Belitung Wreck
At the Asian Civilisations Museum in Singapore there is a permanent exhibition of the cargo recovered in 1998 from a Persian ship that was wrecked around AD830 in the Java sea on its way back from China. It gives a fascinating insight into how little has changed in 1100 years.
The main cargo was 60,000 ceramics – most were everyday “IKEA-ware,” some were more refined, and a few experimental. Ceramics were made all over the world but it seems that by the Tang Dynasty China was already able to produce large volumes so much more cost effectively that it was worth traders making long and perilous journeys.
The ship appears to have been made without nails, the planks being stitched together, and it is presumed to have hugged the coasts from Basra round to Guangzhou. The fact that the ship was wrecked near Belitung suggests that it was intending to sell some of its cargo in Indonesia, perhaps then to reinvest the profits in buying spices.
The mass-produced crockery was packed in large earthenware jars with straw.
The designs were simple and quickly executed with brown and green glazes.

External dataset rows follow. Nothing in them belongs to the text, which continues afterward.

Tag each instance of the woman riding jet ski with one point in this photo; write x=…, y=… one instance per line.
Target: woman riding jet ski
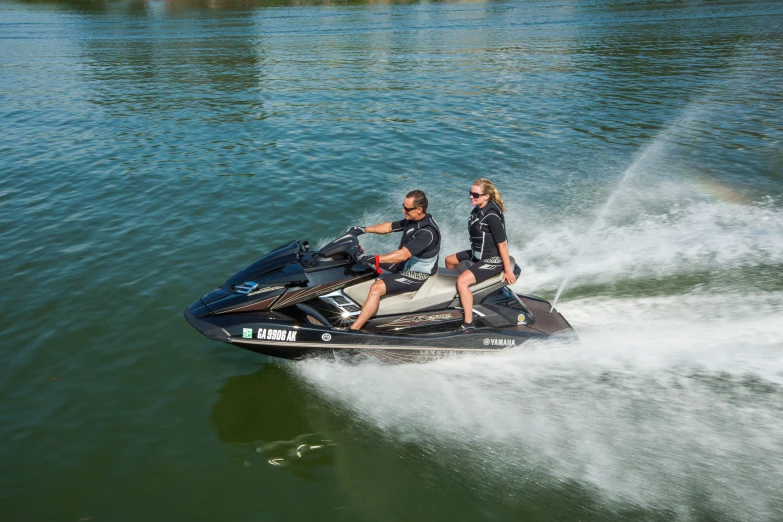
x=295, y=303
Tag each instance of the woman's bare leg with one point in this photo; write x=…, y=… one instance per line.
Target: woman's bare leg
x=465, y=280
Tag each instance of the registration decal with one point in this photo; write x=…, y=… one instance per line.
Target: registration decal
x=271, y=334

This item seems to represent a Middle Eastern face with curly hair, suggesting that at least some of the traders actually made it beyond China’s trading ports and far inland to the production centres themselves.
One of the finer items recovered is this large and delicate pitcher with Persian as well as Chinese motifs.
We have come to think of blue and white tableware as distinctly Chinese, copied by European potteries in the 18th century. But the cobalt used in the blue glaze originally came from Iran. The plate on the right is Iranian: the two on the left were recovered from the wreck and appear to be samples of early Chinese experiments to produce blue and white ceramics for the Middle Eastern market.
Also found were items that presumably belonged to the crew, like this fish-shaped vegetable grater;
playing pieces with a bone die;
… and personal treasures, like this silver box with mandarin ducks representing marital fidelity.
The strangest things recovered were arguably these vessels with a tube on the side that connected to the bottom of the cup underneath a figure of a turtle or bird.
It is thought these were used for drinking through the nose, which the Chinese Song-dynasty poet Fan Cheng Da (范成大) said was an indescribably pleasant experience (云水自鼻入咽,快不可言).